See Liu and Li (2023) arXiv:2304.02740 for details.
# Install from GitHub
devtools::install_github("LauBok/PStrata")Let \(Z\) denote the assigned treatment, \(D\) denote the post-randomization intermediate variable, \(X\) denote the covariates and \(Y\) denote the outcome. Define \(S = (D(0), D(1))\) as the principal stratum.
PStrata requires specification of two models:
S-model: a multinomial model for the distribution of principal strata given covariates \[\log \frac{p(S = s\mid X)}{p(S = s_0 \mid X)} = X \beta^S.\]
Y-model: a generalized linear model for the outcome specific to a principal stratum and treatment, given the covariates \[\mathbb{E}[Y \mid X, S, Z] = g^{-1}(X \beta_{s, z}^Y).\]
Monotonicity: assumes \(D(0)\leq D(1)\), ruling out the existence of principal stratum \(S = (1, 0)\). In PStrata, users explicitly specify all principal strata that are assumed to exist, allowing more flexibility than the standard monotonicity assumption.

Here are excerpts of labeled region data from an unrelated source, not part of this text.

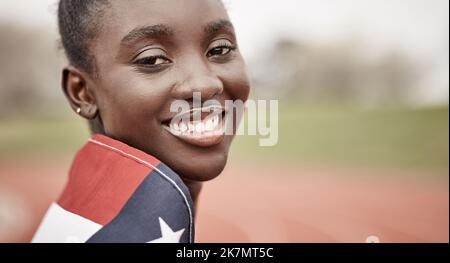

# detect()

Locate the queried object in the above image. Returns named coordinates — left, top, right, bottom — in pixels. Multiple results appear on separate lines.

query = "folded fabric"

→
left=32, top=135, right=194, bottom=243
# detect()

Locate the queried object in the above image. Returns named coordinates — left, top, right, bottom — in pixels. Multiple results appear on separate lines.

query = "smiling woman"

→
left=34, top=0, right=249, bottom=242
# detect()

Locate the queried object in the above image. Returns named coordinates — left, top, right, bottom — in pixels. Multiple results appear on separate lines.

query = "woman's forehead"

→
left=104, top=0, right=228, bottom=37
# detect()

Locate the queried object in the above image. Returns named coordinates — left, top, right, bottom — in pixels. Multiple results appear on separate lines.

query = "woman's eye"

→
left=208, top=46, right=232, bottom=57
left=134, top=56, right=171, bottom=66
left=206, top=39, right=236, bottom=57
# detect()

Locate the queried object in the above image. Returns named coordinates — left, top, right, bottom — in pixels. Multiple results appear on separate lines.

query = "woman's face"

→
left=86, top=0, right=249, bottom=181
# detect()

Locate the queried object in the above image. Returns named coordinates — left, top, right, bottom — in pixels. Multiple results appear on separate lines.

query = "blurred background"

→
left=0, top=0, right=449, bottom=242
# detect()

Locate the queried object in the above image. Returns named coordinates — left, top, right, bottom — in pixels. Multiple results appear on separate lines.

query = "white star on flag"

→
left=147, top=217, right=184, bottom=243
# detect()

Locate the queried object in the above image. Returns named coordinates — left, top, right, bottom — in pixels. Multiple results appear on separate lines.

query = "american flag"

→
left=32, top=135, right=194, bottom=243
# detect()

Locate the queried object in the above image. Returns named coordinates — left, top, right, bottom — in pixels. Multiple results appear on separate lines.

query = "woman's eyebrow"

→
left=121, top=24, right=173, bottom=45
left=204, top=19, right=234, bottom=35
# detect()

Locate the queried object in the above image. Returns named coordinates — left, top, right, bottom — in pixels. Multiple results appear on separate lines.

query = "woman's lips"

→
left=162, top=108, right=225, bottom=147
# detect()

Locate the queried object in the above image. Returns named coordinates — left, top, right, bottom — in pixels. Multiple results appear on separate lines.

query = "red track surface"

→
left=0, top=159, right=449, bottom=242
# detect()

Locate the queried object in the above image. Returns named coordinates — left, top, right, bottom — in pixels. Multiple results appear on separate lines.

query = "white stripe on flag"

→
left=31, top=203, right=103, bottom=243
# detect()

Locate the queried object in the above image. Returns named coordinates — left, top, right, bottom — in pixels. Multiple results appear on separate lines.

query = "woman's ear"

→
left=61, top=67, right=98, bottom=120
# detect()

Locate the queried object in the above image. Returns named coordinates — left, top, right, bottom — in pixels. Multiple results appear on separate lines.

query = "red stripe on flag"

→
left=58, top=135, right=160, bottom=225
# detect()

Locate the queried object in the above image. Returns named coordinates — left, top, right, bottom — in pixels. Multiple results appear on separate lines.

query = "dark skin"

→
left=62, top=0, right=249, bottom=208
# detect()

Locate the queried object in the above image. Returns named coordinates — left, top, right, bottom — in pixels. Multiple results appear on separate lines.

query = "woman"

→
left=33, top=0, right=249, bottom=242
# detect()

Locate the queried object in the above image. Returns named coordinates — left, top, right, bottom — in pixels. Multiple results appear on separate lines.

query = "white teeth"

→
left=195, top=122, right=203, bottom=133
left=188, top=122, right=194, bottom=132
left=180, top=122, right=188, bottom=132
left=205, top=119, right=214, bottom=131
left=212, top=115, right=219, bottom=127
left=170, top=111, right=225, bottom=136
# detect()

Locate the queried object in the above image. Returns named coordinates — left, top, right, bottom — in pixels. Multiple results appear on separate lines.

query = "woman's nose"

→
left=172, top=64, right=223, bottom=101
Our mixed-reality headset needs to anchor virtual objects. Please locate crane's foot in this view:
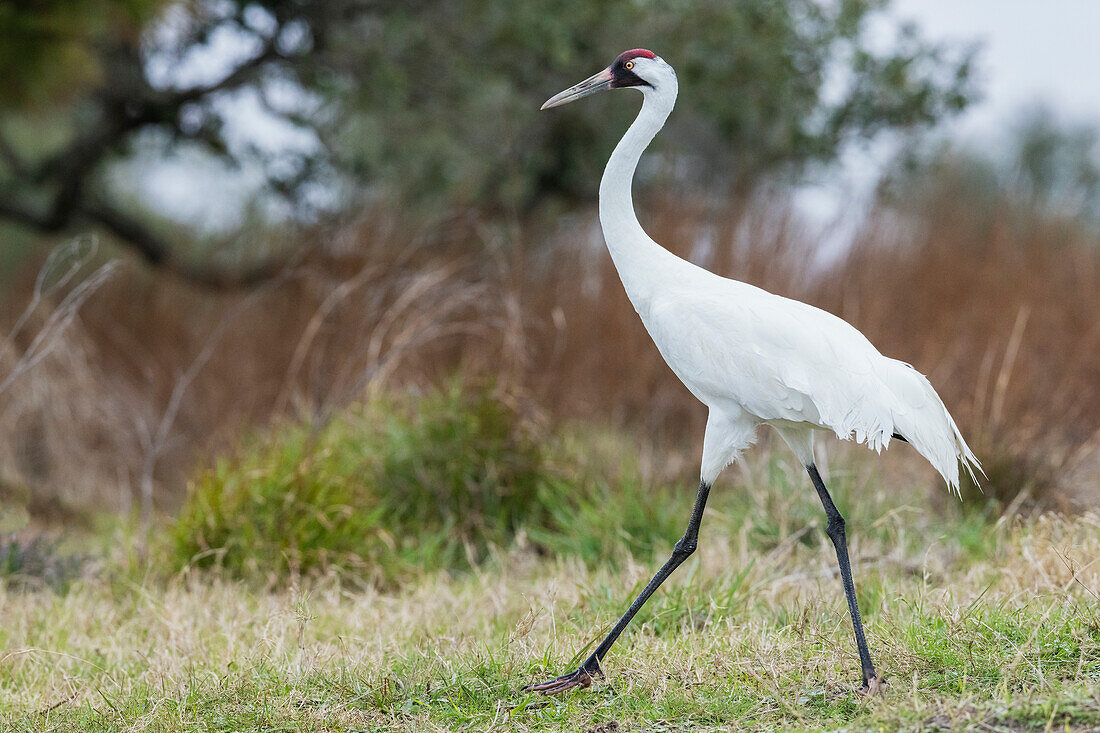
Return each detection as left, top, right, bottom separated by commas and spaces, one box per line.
524, 661, 604, 694
856, 675, 887, 698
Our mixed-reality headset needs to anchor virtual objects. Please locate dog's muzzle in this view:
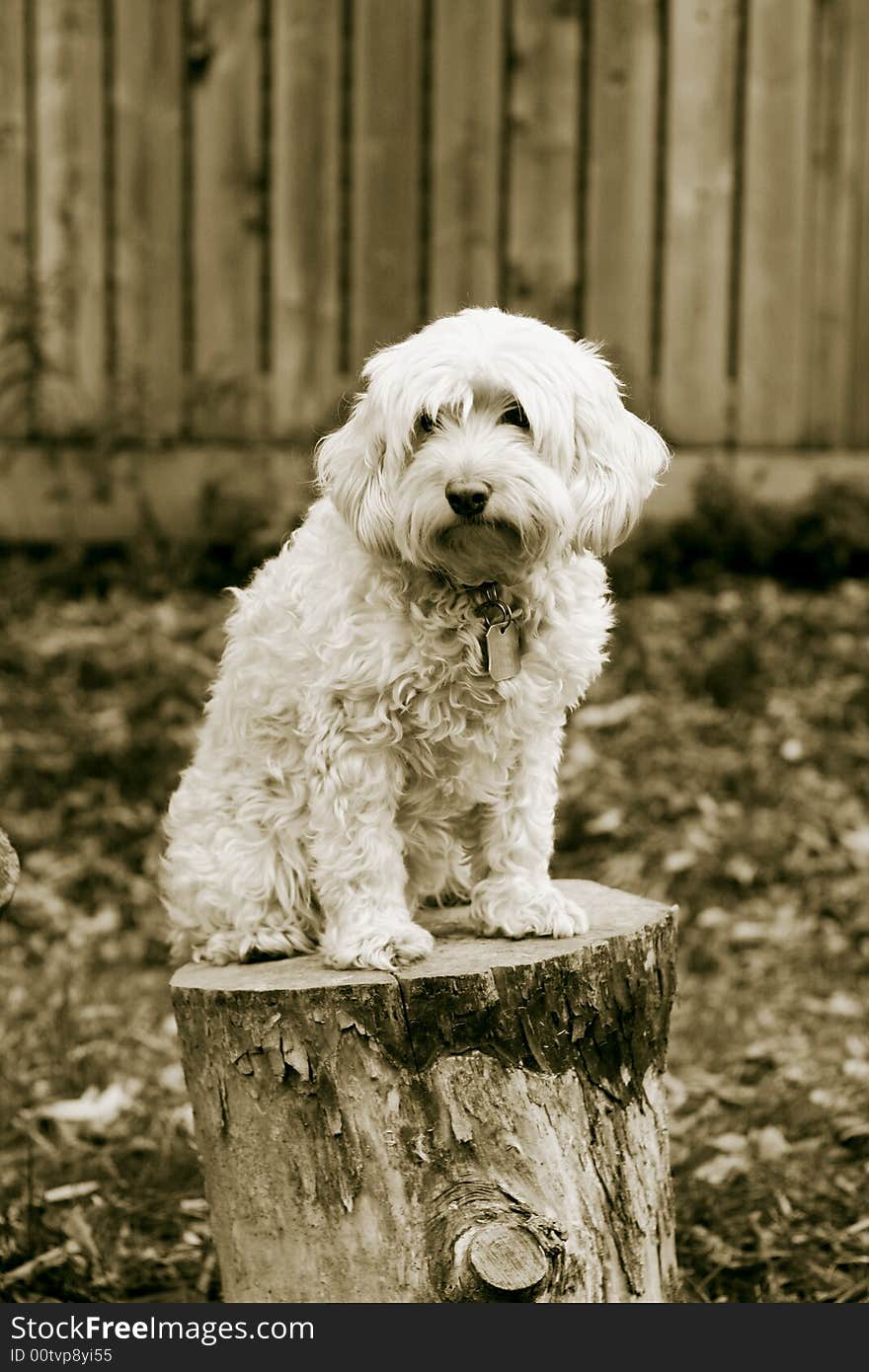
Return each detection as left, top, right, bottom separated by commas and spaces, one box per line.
446, 481, 492, 518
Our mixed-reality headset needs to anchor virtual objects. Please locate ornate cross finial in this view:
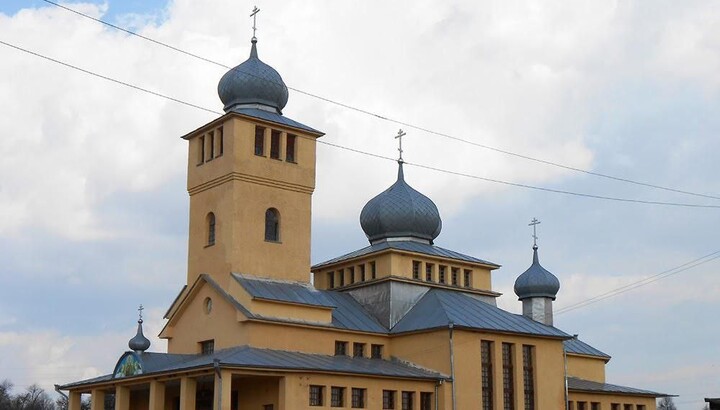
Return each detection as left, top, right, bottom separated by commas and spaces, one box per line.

Exclusion restriction (ER): for principal stratum \(S\) where \(D(0) = D(1)\), assumes \(p(Y \mid X, S, Z) = p(Y \mid X, S)\).
Consider fitting a Bayesian principal stratification model on
sim_data_normal, with intercept-only S-model and Y-model.
The Y-model uses a Gaussian family with identity link. We assume
monotonicity and exclusion restriction on both \(S = (0, 0)\) and \(S = (1, 1)\).
library(PStrata)
obj <- PStrata(
S.formula = Z + D ~ 1,
Y.formula = Y ~ 1,
Y.family = gaussian(link = "identity"),
data = sim_data_normal,
strata = c(n = "00*", c = "01", a = "11*"),
prior_intercept = prior_normal(0, 1),
prior_sigma = prior_inv_gamma(1),
chains = 4, warmup = 500, iter = 1000
)The strata argument specifies the assumed principal
strata. The * suffix denotes that the exclusion restriction
is applied to that stratum. Names (e.g., n, c,
a for never-taker, complier, always-taker) are
optional.
Print obj for an overview of estimated stratum
proportions. Use summary(obj) for quantiles and confidence
intervals.
obj
summary(obj)To obtain estimated mean effects by principal stratum and treatment arm:
res <- PSOutcome(obj)
summary(res, "data.frame")
plot(res)To compute stratum-specific treatment effects (\(Y(1) - Y(0)\)):
cont <- PSContrast(res, Z = TRUE)
summary(cont, "data.frame")
plot(cont)PStrata also supports survival outcomes with Cox proportional hazards models:
obj <- PStrata(
S.formula = Z + D ~ 1,
Y.formula = survival(time, status, method = "Cox") ~ 1,
data = sim_data_Cox,
strata = c(n = "00*", c = "01", a = "11*"),
prior_intercept = prior_normal(0, 1),
chains = 4, warmup = 500, iter = 1000
)
res <- PSOutcome(obj)
cont <- PSContrast(res, Z = TRUE)
plot(cont)| Function | Description |
|---|---|
PStrata() |
Fit a principal stratification model |
PSOutcome() |
Extract estimated outcomes by stratum and treatment |
PSContrast() |
Compute contrasts (e.g., treatment effects) |
PSFormula() |
Create a formula object for PStrata |
PStrataInfo() |
Specify strata and assumptions |
PSObject() |
Build the full model specification |
make_stancode() |
Generate Stan code for inspection |
make_standata() |
Generate Stan data for inspection |
PStrata provides a set of prior distribution functions:
prior_normal(), prior_t(),
prior_cauchy(), prior_logistic(),
prior_exponential(), prior_gamma(),
prior_inv_gamma(), prior_chisq(),
prior_inv_chisq(), prior_weibull(),
prior_lasso(), prior_flat()
GPL (>= 2)